Впрочем, похоже, для такого разговора с моим братом время было неподходящим. Слишком многое происходило. Как я уже говорил, помимо первоначальной компании, встреченной нами в парке, приходили и уходили их друзья, знакомцы по посиделкам, а бывали случаи, когда я переступал через кого-то, о чьем присутствии и вообще не подозревал. Или слышал смех и болтовню в соседней комнате и ощущал себя гостем в чьем-то чужом доме. Лэнгли еще тогда поразил меня, когда пригласил этих людей, и вел он себя по отношению к ним с необычайным великодушием. И они в ответ поддерживали его образ жизни, став причетниками в его приходе. Даже этот карикатурист-очкарик с толстыми линзами, Коннор, с удовольствием приносил с улицы что-то такое, что, как ему казалось, могло представлять интерес для Лэнгли. Все они, похоже, воспринимали его собирательство как черту характера. Я был совершенно уверен, что он не имел никаких дел с девицами: управлять этим народцем — вот что, похоже, значило для него иметь с ними отношения, ну ни дать ни взять, они — лондонские воришки, а он — Фейгин.[26] Все эти годы его единственным слушателем был я. Теперь же он стал признанным гуру. Как они радостно вопили, когда он вышиб ногой водяной счетчик из подвала!

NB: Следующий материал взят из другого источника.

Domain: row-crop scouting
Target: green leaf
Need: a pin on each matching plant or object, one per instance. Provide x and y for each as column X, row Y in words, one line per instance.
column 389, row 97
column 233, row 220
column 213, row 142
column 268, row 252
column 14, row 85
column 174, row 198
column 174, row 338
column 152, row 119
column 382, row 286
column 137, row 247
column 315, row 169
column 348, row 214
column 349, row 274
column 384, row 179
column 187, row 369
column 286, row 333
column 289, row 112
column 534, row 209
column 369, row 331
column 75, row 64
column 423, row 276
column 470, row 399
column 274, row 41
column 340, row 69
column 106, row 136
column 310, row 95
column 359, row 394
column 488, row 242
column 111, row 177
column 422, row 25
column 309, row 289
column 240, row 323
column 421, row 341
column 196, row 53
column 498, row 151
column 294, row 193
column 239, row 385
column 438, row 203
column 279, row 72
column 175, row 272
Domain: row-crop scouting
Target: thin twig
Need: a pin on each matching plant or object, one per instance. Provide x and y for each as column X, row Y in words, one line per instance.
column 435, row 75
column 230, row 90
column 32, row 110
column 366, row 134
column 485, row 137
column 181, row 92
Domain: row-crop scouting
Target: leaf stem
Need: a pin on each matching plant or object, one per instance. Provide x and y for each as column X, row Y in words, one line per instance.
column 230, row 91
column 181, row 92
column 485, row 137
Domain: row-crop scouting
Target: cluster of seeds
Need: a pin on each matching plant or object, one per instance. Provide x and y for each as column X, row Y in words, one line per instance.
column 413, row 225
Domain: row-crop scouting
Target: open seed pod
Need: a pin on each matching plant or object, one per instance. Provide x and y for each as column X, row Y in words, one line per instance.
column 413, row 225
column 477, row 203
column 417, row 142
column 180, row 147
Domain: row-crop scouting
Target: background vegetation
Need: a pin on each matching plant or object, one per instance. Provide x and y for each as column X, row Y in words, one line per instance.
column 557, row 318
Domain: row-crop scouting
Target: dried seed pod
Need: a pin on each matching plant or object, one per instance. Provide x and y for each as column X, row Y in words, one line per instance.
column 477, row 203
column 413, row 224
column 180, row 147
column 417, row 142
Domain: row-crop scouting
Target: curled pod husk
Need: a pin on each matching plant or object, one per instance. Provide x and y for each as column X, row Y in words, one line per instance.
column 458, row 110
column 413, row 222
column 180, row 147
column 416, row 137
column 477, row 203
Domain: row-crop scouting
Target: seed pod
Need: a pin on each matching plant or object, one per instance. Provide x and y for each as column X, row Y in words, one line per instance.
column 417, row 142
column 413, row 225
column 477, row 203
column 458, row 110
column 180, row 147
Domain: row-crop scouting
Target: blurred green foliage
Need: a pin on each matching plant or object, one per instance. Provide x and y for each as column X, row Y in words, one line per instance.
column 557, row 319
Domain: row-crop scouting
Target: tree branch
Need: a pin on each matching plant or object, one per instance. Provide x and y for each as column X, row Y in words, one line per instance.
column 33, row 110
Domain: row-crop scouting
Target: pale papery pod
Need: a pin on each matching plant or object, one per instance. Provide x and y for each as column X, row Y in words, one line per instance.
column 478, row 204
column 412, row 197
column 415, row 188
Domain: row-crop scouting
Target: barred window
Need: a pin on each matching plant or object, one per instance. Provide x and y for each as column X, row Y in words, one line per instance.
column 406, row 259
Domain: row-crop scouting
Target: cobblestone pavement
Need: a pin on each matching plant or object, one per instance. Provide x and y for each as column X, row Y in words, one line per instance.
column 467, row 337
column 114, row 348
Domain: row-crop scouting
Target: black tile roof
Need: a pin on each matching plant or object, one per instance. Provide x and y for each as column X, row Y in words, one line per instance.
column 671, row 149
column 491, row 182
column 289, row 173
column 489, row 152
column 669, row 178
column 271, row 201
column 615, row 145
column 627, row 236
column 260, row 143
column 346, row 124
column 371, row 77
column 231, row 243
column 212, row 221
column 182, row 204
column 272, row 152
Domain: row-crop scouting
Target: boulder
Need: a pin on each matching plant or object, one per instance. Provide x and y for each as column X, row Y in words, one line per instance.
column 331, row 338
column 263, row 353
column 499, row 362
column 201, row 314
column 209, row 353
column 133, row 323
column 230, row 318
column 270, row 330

Временами становилось шумно, когда кто-то лязгал у входной двери, требуя, чтоб впустили. Лэнгли отыскал где-то в глуши Бауэри место, где на обочине дороги продавалось ресторанное оборудование, уже отслужившее свой срок, и вот, чтобы положить конец нашей задолженности газовой компании, он купил портативную двухконфорочную керосинку, тем самым оставив не у дел громоздкую старую восьмиконфорочную газовую плиту, на которой Бабуля Робайло готовила еду. Лэнгли пошел бы на риск принять смерть от удушья, лишь бы одолеть газовую компанию. А еще наборы посуды и тарелок, мисок и приспособлений вроде кухонных лопаточек — все это пошло в ход, и наши гости не чувствовали себя ни в чем обделенными при готовке нашей общей еды. А электрогитара Джо-Джо вдохновила его на новые приобретения: громкоговорители, микрофоны, стойки для звукозаписи — при этом Лэнгли, зная, что я не самый большой поклонник электрозвука, успокаивал меня, говоря, что все это мы смогли бы сдавать в аренду, потому как число честолюбивых музыкантов, желающих играть на электрогитарах, как он может судить по чтению разделов газет, посвященных развлечениям, стремительно растет день ото дня. «Нет уже больше «Гнись-и-Качайся» с Сэмми Кайем, — говорил он мне. — Нет больше Горация Хейдта с его «Музыкальными рыцарями». Есть электрифицированные музыканты, наделившие себя значимыми именами и повелевающие громадными аудиториями из тех, кто чуть помоложе, и всем им хочется покрасоваться, потрясти задницей, поорать и погрохотать на стадионах, забитых идиотами, своей музыкой, от которой в ушах звенит».